TCR-T Cell Therapy for Neoantigen Targeting
One of the potential applications of neoantigen identification is to design TCR-T cell therapy, which is a type of cancer immunotherapy that uses genetically engineered T cells that express a specific TCR that can recognize a neoantigen. TCR-T cell therapy has several advantages over other types of immunotherapy, such as:
• TCR-T cells can target neoantigens that are derived from intracellular proteins, which are more abundant and diverse than surface antigens that are targeted by CAR-T cells.
• TCR-T cells can recognize neoantigens in the context of both MHC class I and II molecules, which can enhance the activation and proliferation of both CD8+ and CD4+ T cells.
• TCR-T cells can induce a more durable and memory-like immune response, which can prevent tumor relapse and resistance.
However, TCR-T cell therapy also faces some challenges, such as:
• The identification and isolation of neoantigen-specific TCRs is difficult and time-consuming, as it requires screening a large pool of T cells from tumor or peripheral blood samples.
• The affinity and specificity of the TCRs need to be optimized to ensure effective tumor recognition and avoid cross-reactivity with normal tissues.
• The safety and efficacy of the TCR-T cells need to be evaluated in preclinical and clinical trials, which can be costly and lengthy.
To overcome these challenges, AI algorithms can play a key role in facilitating the development of TCR-T cell therapy, by:
• Predicting the binding affinity and immunogenicity of neoantigens and their corresponding TCRs, which can reduce the experimental workload and increase the accuracy of neoantigen selection.
• Designing novel or enhanced TCRs that have higher affinity, specificity, and stability, which can improve the therapeutic potential and safety of TCR-T cells.
• Analyzing the clinical data and outcomes of TCR-T cell therapy, which can provide insights into the mechanisms of action, biomarkers of response, and factors of resistance.
Conclusion
AI assisted neoantigen identification is a promising approach for personalized cancer immunotherapy, especially for TCR-T cell therapy.

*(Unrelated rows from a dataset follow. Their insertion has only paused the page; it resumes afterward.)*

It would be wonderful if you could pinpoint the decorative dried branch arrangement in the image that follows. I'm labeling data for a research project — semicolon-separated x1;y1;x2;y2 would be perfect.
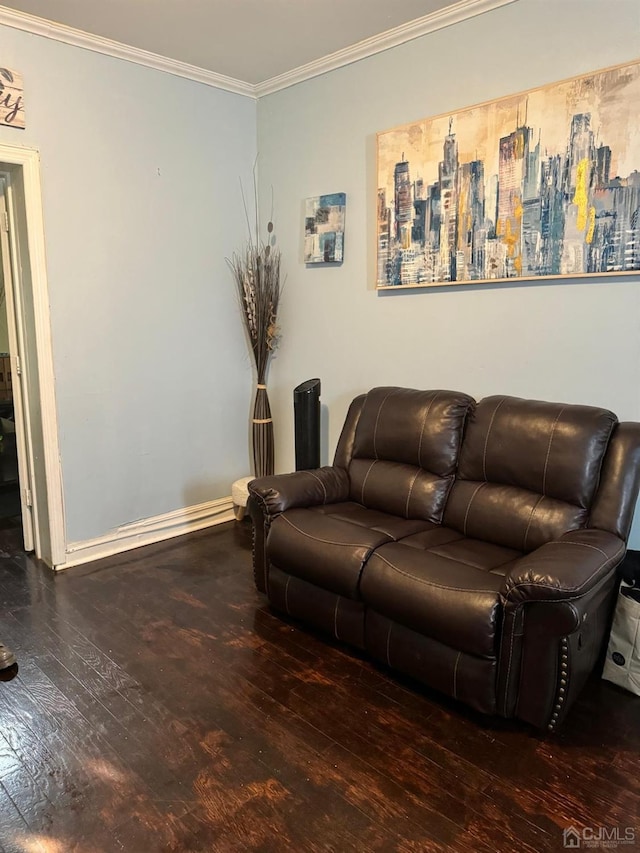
227;178;282;477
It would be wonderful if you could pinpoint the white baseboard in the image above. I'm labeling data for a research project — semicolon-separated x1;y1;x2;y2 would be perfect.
54;496;234;571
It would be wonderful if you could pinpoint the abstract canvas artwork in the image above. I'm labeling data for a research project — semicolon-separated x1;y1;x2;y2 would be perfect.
304;193;347;264
376;62;640;288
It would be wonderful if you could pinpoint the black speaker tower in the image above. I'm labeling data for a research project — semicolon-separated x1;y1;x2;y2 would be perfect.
293;379;320;471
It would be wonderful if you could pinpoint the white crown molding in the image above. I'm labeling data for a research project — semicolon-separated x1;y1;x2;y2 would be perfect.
0;6;255;98
0;0;518;98
59;497;235;571
254;0;518;98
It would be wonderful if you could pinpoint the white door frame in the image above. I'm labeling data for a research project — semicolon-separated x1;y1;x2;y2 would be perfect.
0;178;35;552
0;143;66;568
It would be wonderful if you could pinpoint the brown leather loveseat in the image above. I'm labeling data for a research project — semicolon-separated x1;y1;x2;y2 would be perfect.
249;387;640;730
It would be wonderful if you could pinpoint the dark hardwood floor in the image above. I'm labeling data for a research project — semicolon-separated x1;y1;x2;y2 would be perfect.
0;521;640;853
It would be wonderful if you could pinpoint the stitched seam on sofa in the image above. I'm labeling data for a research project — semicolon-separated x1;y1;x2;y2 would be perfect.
373;391;393;459
482;397;506;480
425;545;509;576
360;459;378;506
404;468;421;518
504;607;527;713
592;419;619;504
418;391;440;466
542;406;566;496
387;622;393;668
304;471;327;504
284;575;291;616
502;608;524;717
282;515;372;548
506;542;625;601
522;495;545;551
453;652;462;699
376;553;497;595
462;483;487;536
424;539;517;575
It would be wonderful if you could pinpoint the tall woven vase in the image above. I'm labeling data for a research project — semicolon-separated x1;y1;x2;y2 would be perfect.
253;382;274;477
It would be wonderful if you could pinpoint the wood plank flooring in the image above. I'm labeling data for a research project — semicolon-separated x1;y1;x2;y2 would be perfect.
0;521;640;853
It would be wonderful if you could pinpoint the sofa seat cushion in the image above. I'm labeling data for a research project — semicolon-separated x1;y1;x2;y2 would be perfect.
309;501;438;541
360;528;521;659
268;504;433;600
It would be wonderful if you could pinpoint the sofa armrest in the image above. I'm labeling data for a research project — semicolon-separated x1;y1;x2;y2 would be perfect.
249;466;349;519
501;529;626;606
247;467;349;592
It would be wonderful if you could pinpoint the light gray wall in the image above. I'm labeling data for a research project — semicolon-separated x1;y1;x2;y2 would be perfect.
0;28;256;541
258;0;640;548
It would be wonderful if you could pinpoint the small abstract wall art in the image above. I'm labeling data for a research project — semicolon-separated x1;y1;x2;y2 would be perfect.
304;193;347;264
376;62;640;288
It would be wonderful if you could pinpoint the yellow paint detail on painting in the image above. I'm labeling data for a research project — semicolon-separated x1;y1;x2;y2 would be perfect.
585;207;596;243
573;157;589;231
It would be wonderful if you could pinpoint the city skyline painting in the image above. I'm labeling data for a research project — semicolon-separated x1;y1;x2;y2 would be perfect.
376;62;640;288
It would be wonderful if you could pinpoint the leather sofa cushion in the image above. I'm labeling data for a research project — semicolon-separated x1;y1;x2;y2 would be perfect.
349;388;473;523
353;388;474;477
360;528;521;658
458;396;618;509
267;503;432;600
444;480;588;552
309;501;437;541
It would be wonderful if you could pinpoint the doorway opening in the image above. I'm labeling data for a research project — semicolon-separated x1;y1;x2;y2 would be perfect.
0;145;66;569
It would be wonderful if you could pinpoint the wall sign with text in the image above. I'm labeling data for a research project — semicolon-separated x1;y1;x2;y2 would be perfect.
0;68;25;128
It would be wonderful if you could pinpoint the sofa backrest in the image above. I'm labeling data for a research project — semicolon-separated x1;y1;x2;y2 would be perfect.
336;387;474;523
444;396;618;552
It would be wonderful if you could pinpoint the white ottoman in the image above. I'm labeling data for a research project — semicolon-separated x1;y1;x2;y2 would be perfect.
231;477;255;521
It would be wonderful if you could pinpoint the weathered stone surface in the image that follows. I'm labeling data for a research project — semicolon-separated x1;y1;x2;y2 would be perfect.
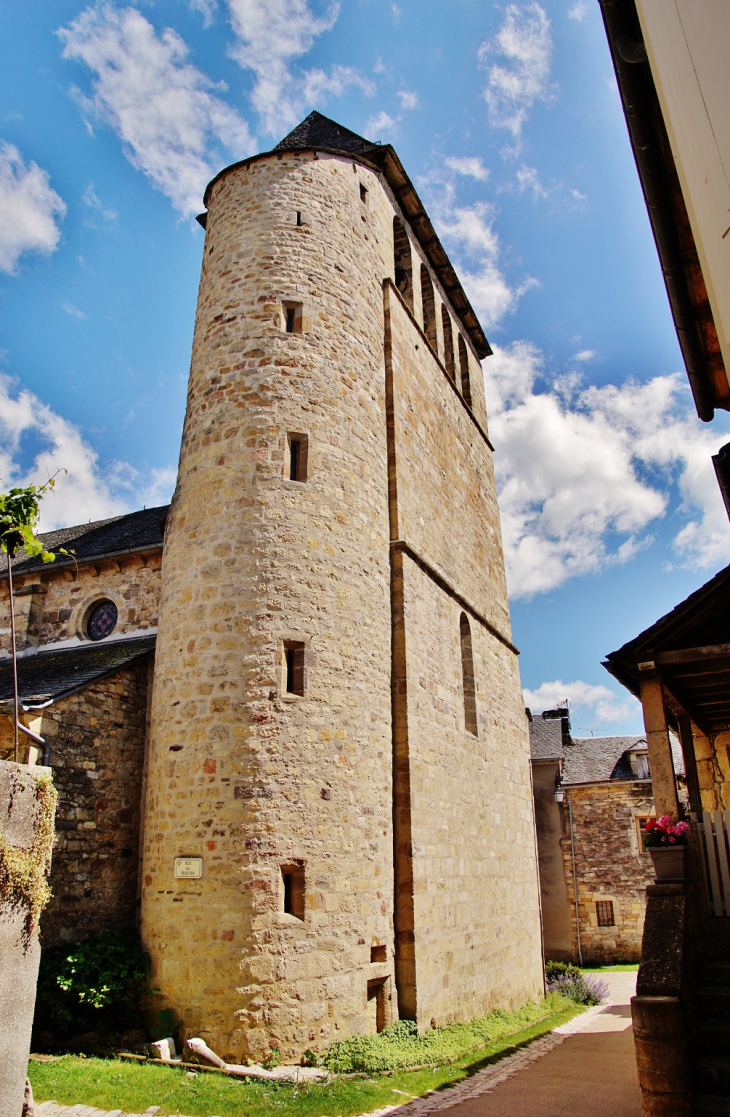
32;661;151;946
0;553;162;655
143;152;541;1061
150;1038;177;1062
560;780;654;965
182;1038;225;1070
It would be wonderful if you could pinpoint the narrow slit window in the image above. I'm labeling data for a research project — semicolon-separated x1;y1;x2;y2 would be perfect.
367;981;386;1034
281;861;306;919
287;435;309;481
441;303;457;384
393;217;413;312
284;640;305;696
459;613;478;737
596;900;616;927
459;334;471;407
421;264;439;353
281;303;302;334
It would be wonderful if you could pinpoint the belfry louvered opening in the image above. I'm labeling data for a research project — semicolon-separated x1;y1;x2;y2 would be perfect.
393;217;413;311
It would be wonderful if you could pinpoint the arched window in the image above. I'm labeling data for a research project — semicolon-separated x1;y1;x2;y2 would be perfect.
393;217;413;311
459;613;479;737
421;264;439;353
459;334;471;407
441;303;457;384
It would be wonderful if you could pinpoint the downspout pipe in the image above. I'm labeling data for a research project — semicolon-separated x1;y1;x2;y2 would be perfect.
566;792;583;968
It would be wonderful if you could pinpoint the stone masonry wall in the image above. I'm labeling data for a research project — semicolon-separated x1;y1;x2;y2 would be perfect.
143;144;540;1061
0;553;162;656
21;659;148;946
404;557;542;1027
385;286;542;1027
143;153;393;1060
560;780;654;965
693;726;730;811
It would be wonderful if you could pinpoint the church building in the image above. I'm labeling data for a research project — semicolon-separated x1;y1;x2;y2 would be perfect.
0;113;542;1062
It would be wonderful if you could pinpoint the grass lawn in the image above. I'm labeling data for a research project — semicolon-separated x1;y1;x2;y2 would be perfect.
583;962;638;974
28;999;583;1117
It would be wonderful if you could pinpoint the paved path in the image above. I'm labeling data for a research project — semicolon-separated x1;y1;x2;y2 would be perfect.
36;972;642;1117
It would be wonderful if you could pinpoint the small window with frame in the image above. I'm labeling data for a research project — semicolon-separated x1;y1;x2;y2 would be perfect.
636;814;654;857
596;900;616;927
280;861;306;922
281;303;304;334
286;433;309;483
284;640;306;698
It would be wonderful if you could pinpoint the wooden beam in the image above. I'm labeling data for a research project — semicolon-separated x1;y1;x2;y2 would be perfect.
652;643;730;667
678;714;702;817
641;670;680;819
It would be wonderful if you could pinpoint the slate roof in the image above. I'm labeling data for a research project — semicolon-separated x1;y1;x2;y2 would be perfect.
530;717;565;761
0;504;170;577
273;112;380;154
563;734;684;784
0;634;157;704
198;112;491;360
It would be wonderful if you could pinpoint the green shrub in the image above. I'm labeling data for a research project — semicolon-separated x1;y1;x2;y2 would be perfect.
545;962;609;1006
323;993;571;1073
35;928;152;1035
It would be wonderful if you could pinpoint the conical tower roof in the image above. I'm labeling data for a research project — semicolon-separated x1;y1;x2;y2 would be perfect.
273;112;377;154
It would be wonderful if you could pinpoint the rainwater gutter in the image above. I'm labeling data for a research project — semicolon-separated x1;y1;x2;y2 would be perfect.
567;793;583;968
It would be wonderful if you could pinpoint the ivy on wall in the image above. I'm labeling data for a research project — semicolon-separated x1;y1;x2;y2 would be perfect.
0;771;58;949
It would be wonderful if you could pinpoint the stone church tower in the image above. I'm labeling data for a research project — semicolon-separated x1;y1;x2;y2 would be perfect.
142;113;541;1061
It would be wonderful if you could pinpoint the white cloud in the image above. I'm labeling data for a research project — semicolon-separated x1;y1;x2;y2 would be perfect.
522;679;641;732
363;112;400;140
444;155;489;182
478;0;554;145
227;0;375;135
188;0;218;27
0;143;66;275
517;164;549;201
0;375;175;532
61;303;86;318
58;3;256;217
397;89;419;113
568;0;588;23
81;182;118;225
484;341;730;598
420;170;537;328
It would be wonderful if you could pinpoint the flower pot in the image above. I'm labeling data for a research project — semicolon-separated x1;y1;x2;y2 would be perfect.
649;844;690;884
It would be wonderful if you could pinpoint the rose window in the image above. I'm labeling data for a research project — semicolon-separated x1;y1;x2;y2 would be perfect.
86;601;119;640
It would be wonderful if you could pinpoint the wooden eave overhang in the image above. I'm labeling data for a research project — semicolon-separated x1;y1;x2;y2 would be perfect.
601;0;730;421
198;144;492;360
604;566;730;737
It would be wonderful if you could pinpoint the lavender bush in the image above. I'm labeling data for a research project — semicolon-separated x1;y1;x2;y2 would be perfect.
545;962;609;1005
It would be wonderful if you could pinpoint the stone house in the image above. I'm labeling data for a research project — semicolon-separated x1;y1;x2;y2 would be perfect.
530;709;684;965
0;113;542;1062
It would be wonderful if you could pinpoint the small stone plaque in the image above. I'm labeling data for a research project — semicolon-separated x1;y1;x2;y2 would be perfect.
175;857;203;880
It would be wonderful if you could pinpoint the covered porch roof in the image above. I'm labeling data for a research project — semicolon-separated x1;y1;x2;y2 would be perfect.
604;566;730;737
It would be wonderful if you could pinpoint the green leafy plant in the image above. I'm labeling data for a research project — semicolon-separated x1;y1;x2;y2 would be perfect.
545;962;609;1006
0;482;69;562
0;470;73;763
36;928;153;1034
320;993;571;1073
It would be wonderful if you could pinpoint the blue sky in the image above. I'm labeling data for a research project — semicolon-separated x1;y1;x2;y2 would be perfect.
0;0;730;735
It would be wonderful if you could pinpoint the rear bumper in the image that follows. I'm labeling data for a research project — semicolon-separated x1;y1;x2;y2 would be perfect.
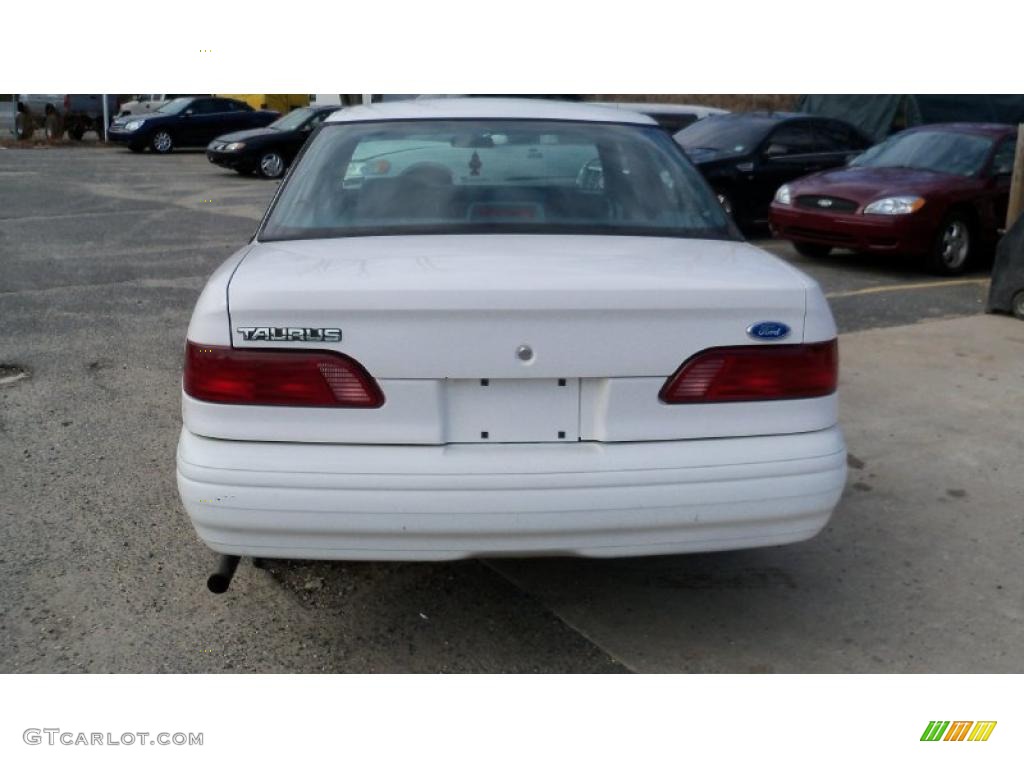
106;126;147;147
771;203;934;254
177;427;846;560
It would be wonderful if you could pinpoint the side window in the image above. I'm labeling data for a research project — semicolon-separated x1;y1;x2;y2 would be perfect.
765;123;821;158
190;98;218;115
815;121;867;152
210;98;234;114
992;138;1017;176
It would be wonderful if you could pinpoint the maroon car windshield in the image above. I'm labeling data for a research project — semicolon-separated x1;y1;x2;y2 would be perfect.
850;130;992;176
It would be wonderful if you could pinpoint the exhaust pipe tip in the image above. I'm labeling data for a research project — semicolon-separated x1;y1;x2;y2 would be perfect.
206;573;231;595
206;555;242;595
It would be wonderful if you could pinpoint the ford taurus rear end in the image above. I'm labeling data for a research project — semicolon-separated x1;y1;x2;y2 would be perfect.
177;99;846;560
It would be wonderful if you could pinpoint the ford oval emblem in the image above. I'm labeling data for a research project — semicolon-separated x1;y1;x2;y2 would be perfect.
746;321;790;341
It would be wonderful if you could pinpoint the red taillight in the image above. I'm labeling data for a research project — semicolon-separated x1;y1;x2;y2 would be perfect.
658;339;839;403
183;341;384;408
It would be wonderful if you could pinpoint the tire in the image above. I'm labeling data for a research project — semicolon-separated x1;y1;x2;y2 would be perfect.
1010;291;1024;319
715;189;736;216
14;112;36;141
259;150;288;178
150;128;174;155
926;211;976;278
43;112;63;141
793;243;831;259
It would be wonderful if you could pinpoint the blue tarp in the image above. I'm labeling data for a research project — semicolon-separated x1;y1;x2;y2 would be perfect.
797;93;1024;141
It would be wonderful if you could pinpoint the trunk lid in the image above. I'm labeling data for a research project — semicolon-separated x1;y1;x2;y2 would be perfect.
228;234;810;380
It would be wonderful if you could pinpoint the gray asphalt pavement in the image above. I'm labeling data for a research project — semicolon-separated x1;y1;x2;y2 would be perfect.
0;144;1024;672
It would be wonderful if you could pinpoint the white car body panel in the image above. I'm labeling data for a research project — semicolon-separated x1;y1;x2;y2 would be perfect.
177;99;846;560
178;427;846;560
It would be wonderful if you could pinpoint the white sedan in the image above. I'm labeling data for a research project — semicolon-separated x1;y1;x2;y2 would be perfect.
177;99;846;560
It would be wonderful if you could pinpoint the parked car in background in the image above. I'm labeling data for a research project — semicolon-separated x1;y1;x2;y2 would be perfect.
215;93;309;115
14;93;118;140
588;101;729;134
177;98;846;573
110;96;280;155
676;112;871;228
771;123;1017;274
118;93;211;117
206;106;340;178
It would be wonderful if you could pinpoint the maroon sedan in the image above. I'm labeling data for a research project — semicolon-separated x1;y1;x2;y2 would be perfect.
771;123;1017;274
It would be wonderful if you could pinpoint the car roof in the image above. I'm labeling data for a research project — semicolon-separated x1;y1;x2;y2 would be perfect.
324;98;657;125
902;123;1017;137
590;101;729;117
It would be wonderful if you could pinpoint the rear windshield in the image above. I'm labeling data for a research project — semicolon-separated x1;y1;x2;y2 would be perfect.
157;98;191;115
260;120;734;240
850;130;992;176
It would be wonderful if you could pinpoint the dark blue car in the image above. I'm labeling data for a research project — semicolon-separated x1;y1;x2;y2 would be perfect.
108;96;280;155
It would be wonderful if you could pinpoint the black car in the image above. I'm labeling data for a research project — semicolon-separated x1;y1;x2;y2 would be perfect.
206;106;339;178
108;96;280;155
676;113;871;227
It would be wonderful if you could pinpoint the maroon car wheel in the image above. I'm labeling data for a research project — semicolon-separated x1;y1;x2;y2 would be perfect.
928;212;974;275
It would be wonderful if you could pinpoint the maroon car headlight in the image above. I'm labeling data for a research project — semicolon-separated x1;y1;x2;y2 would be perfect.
864;195;925;216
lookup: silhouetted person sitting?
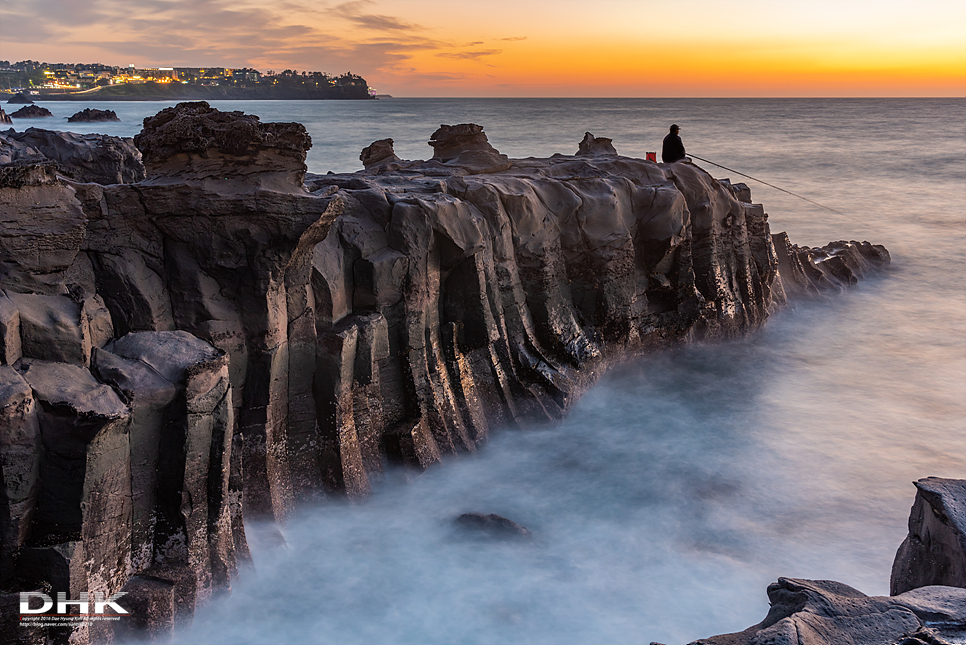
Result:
[661,125,684,163]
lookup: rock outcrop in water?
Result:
[691,477,966,645]
[691,578,966,645]
[67,108,120,123]
[0,103,888,642]
[891,477,966,595]
[10,105,54,119]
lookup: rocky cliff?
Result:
[691,477,966,645]
[0,103,889,642]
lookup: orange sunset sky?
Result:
[0,0,966,97]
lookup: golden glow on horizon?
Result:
[0,0,966,97]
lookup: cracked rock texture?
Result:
[0,102,889,643]
[691,578,966,645]
[891,477,966,595]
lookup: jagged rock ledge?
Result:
[0,102,889,643]
[691,477,966,645]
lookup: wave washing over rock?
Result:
[0,102,908,643]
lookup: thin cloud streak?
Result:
[436,49,503,60]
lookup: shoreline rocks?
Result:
[890,477,966,596]
[690,477,966,645]
[67,108,120,123]
[0,102,889,643]
[7,92,33,105]
[10,104,54,119]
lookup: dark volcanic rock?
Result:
[691,578,966,645]
[0,103,888,643]
[891,477,966,595]
[67,108,120,123]
[0,128,144,184]
[429,123,510,172]
[456,513,533,540]
[134,101,312,192]
[577,132,617,156]
[7,92,33,104]
[10,105,54,119]
[359,139,400,168]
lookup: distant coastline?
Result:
[0,83,375,101]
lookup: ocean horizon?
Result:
[14,98,966,645]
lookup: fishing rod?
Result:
[688,154,848,217]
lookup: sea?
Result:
[9,98,966,645]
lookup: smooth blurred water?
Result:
[16,99,966,645]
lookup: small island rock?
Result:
[577,132,617,157]
[7,92,33,105]
[67,108,120,123]
[456,513,533,540]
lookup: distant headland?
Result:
[0,60,376,101]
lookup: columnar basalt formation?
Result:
[0,128,144,184]
[690,578,966,645]
[0,103,888,642]
[691,477,966,645]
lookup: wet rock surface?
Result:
[67,108,120,123]
[691,578,966,645]
[456,513,533,540]
[0,102,888,643]
[0,128,144,184]
[691,477,966,645]
[577,132,617,157]
[10,104,54,119]
[890,477,966,595]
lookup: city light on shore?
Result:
[0,0,966,97]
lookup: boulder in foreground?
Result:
[691,578,966,645]
[891,477,966,596]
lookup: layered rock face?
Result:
[691,477,966,645]
[0,128,144,184]
[0,103,888,642]
[691,578,966,645]
[891,477,966,595]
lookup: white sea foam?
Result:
[58,99,966,645]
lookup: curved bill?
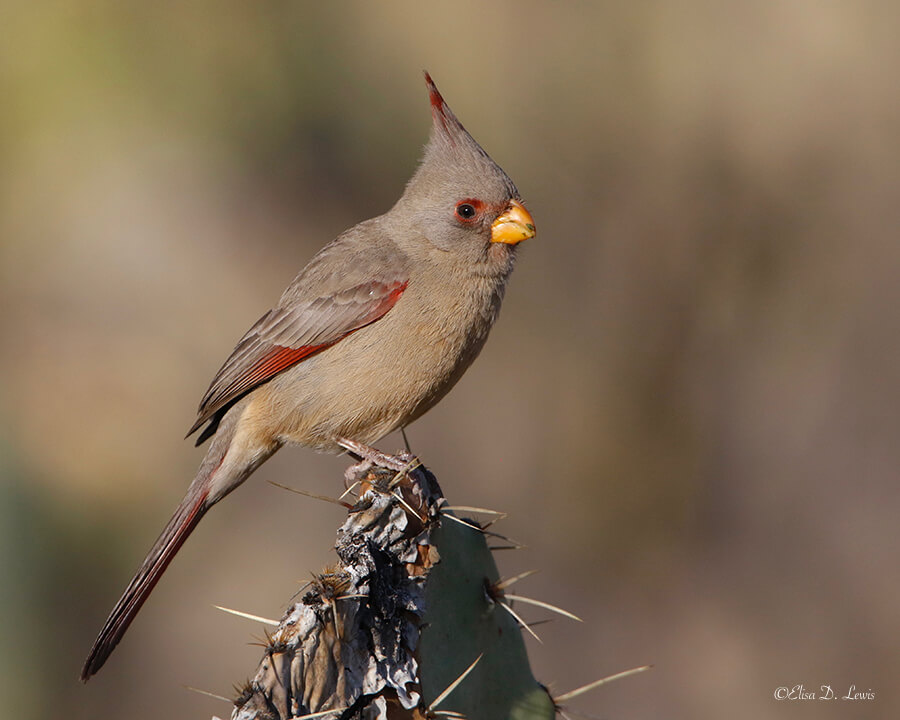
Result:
[491,200,535,245]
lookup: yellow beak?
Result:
[491,200,535,245]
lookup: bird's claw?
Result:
[337,438,418,482]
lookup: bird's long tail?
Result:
[81,481,212,682]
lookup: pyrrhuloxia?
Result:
[81,73,534,681]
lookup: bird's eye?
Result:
[456,200,478,222]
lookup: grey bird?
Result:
[81,73,535,681]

AI algorithms can provide powerful tools and solutions for neoantigen prediction, prioritization, delivery, and validation. However, there are still some limitations and challenges that need to be addressed, such as the availability and quality of data, the interpretability and robustness of algorithms, the integration and standardization of workflows, and the ethical and regulatory issues. Therefore, more research and collaboration are needed to advance the field of AI assisted neoantigen identification and to translate it into clinical practice.